I’ll give you one good example of Ethan’s approach to production. We would do the first take, with mistakes, obviously. He’d be happy with the second take. We would do one more, and he’d even be more happy with the third take. But it might be that on the third take I, or the guitarist, might say, “Eh, Let’s do one more.” Ethan says, “Well, no need.” I say, “Let’s do the fourth, because in that third one there were a couple little areas…” Anyway, so, we do the fourth one, which is perfect. No mistakes.
But then Ethan would pick the third one! He’d pick the one with the mistakes, because that, for him, was the most natural take. Because you’re not concentrating on the mistake in the one before. You’re just going through it.
Listen to early Stones records. I mean, there’s [mistakes] all over the place. The feel is fantastic. And you wouldn’t get that feel if you were trying to find perfection. So, perfection is out the window with Ethan. And that appealed to me. There might be a couple of little things that I wasn’t happy with, but Ethan would say, “Don’t worry about it.” That’s his approach: mistakes, little errors are not that important if [correcting them] takes away from the feel of something.
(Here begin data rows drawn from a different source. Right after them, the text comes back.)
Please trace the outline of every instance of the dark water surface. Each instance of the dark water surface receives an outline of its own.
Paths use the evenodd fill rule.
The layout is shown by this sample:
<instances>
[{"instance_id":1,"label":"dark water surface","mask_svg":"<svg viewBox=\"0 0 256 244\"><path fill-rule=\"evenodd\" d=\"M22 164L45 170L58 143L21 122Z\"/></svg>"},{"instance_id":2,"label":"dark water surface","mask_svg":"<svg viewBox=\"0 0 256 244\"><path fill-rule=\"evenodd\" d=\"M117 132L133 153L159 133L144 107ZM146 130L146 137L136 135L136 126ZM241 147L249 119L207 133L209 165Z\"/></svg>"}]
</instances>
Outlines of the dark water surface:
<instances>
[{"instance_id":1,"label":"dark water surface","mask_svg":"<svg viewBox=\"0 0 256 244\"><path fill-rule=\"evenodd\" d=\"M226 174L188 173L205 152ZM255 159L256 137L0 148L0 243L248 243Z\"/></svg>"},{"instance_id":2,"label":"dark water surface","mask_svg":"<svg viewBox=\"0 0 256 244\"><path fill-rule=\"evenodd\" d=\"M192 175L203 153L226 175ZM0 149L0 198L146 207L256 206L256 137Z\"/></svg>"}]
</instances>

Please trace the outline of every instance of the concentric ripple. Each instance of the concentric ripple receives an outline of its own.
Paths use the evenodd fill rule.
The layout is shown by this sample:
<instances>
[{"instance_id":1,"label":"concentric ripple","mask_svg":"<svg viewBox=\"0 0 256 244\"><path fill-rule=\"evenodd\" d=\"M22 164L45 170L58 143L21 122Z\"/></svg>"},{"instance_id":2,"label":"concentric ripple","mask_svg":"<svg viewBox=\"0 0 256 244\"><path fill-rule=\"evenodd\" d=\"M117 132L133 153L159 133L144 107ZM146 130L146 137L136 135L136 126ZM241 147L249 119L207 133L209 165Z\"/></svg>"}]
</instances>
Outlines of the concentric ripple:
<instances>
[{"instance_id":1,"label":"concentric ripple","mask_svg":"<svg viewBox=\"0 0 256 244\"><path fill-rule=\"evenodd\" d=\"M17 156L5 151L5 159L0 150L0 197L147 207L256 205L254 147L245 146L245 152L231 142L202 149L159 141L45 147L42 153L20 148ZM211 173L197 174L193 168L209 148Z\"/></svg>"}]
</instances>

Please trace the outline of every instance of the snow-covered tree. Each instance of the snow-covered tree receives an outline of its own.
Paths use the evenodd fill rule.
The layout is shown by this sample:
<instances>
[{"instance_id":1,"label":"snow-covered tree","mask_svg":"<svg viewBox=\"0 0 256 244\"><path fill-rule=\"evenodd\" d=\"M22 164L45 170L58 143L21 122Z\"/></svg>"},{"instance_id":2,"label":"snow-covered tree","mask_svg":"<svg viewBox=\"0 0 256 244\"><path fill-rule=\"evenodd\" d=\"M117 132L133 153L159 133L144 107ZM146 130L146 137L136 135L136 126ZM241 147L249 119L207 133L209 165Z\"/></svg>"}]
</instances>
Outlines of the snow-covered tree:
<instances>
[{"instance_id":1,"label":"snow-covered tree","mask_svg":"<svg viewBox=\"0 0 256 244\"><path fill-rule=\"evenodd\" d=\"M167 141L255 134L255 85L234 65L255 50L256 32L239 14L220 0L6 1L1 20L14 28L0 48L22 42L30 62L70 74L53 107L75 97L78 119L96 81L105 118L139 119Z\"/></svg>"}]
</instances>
Gilbert O’Sullivan received very positive notices, and it did quite well on the charts in Ireland. What sets this album apart from the others that you’ve made in recent years?
The whole key to anything I do is the songwriting. And for the last album, Latin ala G!, we went to Madrid to record it with Spanish musicians. It was great. I was very happy with that, and it got good reviews and stuff. This album more so; we got our first top 20 album in the UK in over forty years.
But I don’t analyze why or how or what. Suffice to say I’m happy with the songs, the producer’s happy with the songs. Why I like to work with different producers on each album, is because if you stay with the same producer, yes, it’s really good. It’s enriching because you’ve worked with each other, you know each other, and it’s comfortable. But because it’s the same songwriter and the same singer on each of my albums, I like the aspect of bringing something new in, someone whose input can be just as important as what it is that I bring to the record. So that’s why it’s exciting always with the next project to think who it is we could get on board for production. Because what they do add is something very special, as is proved with Ethan.